Она вдруг ощутила ее в ладони – круглую маленькую ручку с петелькой, которую уже давно, может быть, годы сжимала намертво затекшими пальцами. И хотя ладонь по-прежнему была пуста, ощущения эти не были ложными. Она чувствовала ручку, чувствовала запах новой, влажной материи купола зонтика. Почти сразу же к этому примешались и другие запахи – духов, табачного дыма, выхлопных газов и дождя. Где-то совсем рядом был ветер, где-то кто-то мурлыкал какую-то песенку, где-то шумел двигатель... Искусственный мир истончался, и в этом было что-то невыносимо болезненное. Ее пальцы сжались еще крепче и наткнулись на кнопку. Нажать на нее теперь было совсем не сложно... и все равно для этого пришлось приложить усилие.
Усилие повлекло за собой катастрофу вселенского масштаба. Убранство кабинета, летний день за окном, воробей на раскачивающейся рябиновой ветке, даже сам псевдо-Ейщаров, все еще обнимавший шталевскую ногу – все вокруг вдруг стало совершенно плоским, выгнулось, рассеченное множеством блестящих металлических дуг, схлопнулось и пропало.
Застонав, Эша выронила зонт из онемевших пальцев, и тот мягко шлепнулся на пол, напоследок обдав ее всплеском безмолвного возмущения, которое почти тут же исчезло бесследно. Несколько раз моргнув, Шталь поднесла к глазам скрюченные пальцы, потом покосилась на зонт. Он больше не выглядел пугающим. Он выглядел обычным вишневым зонтом, никак не способным создать целый мир, и никаких призывов от него больше не исходило. Кто знает – возможно, отвергнув зонт, Эша разбила ему сердце.

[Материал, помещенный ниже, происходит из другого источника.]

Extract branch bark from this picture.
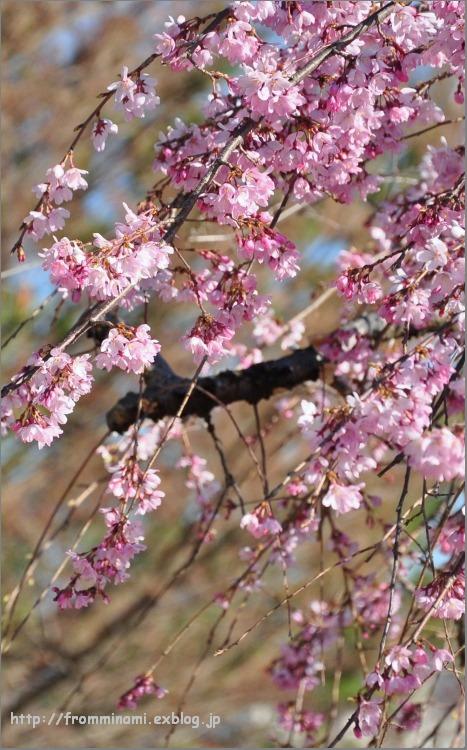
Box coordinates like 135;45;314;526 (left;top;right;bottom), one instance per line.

Вместе с реальностью немедленно вернулась и простуда, и Шталь, с трудом сдержав чих, осторожно огляделась. Она сидела в автобусном кресле, все в том же наряде, только дождевика на ней больше не было. Место рядом пустовало. Над другими креслами то тут, то там виднелись разноцветные купола зонтов, выглядевшие здесь совершенно нелепо. Девушка, сидевшая под зонтом прямо напротив Эши, невидящими глазами смотрела в серую спинку переднего кресла, мерно раскачиваясь от движения автобуса, изредка подпрыгивавшего на выбоинах. Эша вздрогнула, поспешно ощупала саму себя, потом взглянула в окно на стремительно летящий мокрый пейзаж, тонущий в сумерках. Вечер еще не перетек в ночь, ему не доставало густоты, значит, времени прошло совсем немного. Если только это был тот же день.
Эша осторожно вытянула шею. За рулем автобуса восседал какой-то здоровяк, который и сзади имел абсолютно незнакомый вид. Еще двое мужчин среднего возраста и криминальной наружности курили на передних сиденьях и разглядывали фотографии в какой-то газетенке. На другом сиденье дремал третий мужчина. Его лица Эша не видела, но и он казался на редкость криминальным. Взгляд Шталь снова в панике метнулся к окну. Сосны и сосны – сплошь сосны – и никакого следа человеческого жилья.